Arrrgggg, I keep reading this blog with the idea of the learning things I don't know, while I'm still writing my first book.
Even to me 3 months sounds like a very short time. But it does leave a number of other questions.
How many agents can you query at once?
Is it ok to try selling your book to a publisher yourself while querying with agents? Or is it better to keep polishing and starting work on another book?
Am I over thinking this whole thing and just scaring myself?

*crawls back to my corner and looks for chocolate and coffee

AJ Blythe said...

As everyone else has said, 3 months is woefully short of the querying mark. Particularly if you send queries out in batches. Have you been receiving standard rejections, or getting any personalised feedback? Maybe your ms still needs some work. There's nothing wrong with whatever career choice you make with this book, whether it be traditional or self- publishing, but the one thing you don't want to do is to publish too early!

Hollie said...

I haven't sent anything anywhere yet, AJ, I know my MS is not yet ready to be seen in public.
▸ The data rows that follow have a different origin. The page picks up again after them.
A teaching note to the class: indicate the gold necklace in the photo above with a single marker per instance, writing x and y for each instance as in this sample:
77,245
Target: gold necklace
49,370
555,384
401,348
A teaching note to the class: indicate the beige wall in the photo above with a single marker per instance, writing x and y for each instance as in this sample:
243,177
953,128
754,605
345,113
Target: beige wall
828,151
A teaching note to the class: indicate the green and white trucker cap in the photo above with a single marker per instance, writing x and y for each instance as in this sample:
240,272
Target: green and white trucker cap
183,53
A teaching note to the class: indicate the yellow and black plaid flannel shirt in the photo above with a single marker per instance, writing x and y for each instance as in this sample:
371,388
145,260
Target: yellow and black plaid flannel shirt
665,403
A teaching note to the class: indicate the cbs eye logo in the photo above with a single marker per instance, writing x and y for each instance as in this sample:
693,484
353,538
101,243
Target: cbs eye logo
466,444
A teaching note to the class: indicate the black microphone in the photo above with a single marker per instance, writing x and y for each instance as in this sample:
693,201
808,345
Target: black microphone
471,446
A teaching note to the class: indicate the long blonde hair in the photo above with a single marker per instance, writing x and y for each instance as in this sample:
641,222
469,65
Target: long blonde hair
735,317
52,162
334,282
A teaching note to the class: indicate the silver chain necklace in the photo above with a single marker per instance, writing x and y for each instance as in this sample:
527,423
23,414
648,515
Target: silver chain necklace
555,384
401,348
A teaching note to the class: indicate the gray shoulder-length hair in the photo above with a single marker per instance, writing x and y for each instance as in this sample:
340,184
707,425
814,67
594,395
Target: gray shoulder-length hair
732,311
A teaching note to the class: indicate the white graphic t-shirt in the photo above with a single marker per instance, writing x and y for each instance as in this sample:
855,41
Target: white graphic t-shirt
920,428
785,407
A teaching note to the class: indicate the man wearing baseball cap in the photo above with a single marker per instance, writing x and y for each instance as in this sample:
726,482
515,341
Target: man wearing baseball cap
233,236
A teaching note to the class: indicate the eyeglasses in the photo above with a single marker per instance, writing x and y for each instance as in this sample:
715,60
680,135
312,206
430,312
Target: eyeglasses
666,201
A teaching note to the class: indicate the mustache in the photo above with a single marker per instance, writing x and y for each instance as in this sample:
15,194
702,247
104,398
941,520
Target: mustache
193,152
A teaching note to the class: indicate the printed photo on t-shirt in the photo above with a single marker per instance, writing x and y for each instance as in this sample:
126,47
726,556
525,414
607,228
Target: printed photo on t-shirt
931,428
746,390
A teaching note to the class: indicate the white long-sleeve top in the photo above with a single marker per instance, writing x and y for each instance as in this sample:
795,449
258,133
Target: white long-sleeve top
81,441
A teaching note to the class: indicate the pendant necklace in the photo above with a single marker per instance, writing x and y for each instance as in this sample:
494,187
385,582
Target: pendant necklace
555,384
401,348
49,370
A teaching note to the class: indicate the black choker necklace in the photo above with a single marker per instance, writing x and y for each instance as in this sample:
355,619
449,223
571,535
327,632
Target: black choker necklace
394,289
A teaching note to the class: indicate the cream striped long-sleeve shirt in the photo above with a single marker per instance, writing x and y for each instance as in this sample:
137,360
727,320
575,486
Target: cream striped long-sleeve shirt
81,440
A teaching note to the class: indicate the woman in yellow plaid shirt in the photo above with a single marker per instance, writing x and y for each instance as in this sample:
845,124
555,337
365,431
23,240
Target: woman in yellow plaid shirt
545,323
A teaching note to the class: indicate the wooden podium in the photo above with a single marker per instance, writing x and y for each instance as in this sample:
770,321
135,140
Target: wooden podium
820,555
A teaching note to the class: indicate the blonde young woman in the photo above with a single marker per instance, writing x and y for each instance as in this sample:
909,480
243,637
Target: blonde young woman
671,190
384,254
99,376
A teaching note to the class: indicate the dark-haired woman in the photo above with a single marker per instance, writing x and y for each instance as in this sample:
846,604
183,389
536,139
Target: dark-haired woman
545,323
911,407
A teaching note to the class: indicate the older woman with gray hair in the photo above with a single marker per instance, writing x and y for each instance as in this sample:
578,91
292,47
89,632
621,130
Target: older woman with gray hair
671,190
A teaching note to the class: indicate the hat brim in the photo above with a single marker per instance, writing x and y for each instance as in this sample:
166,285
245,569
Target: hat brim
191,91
But the opportunity to ask questions arrived and it was a good chance to gather information.

You have confirmed what I suspected don't send my ms to anyone until I think its at 150%.

Thank you

DLM said...

Considering that more and more agents' response time alone is three months, the expectation here is literally impracticable. It's funny, I've been thinking a lot lately (and blogging) about the supposedly slow pace of traditional publishing.

Suffice it to say, some things in life really are worth the wait.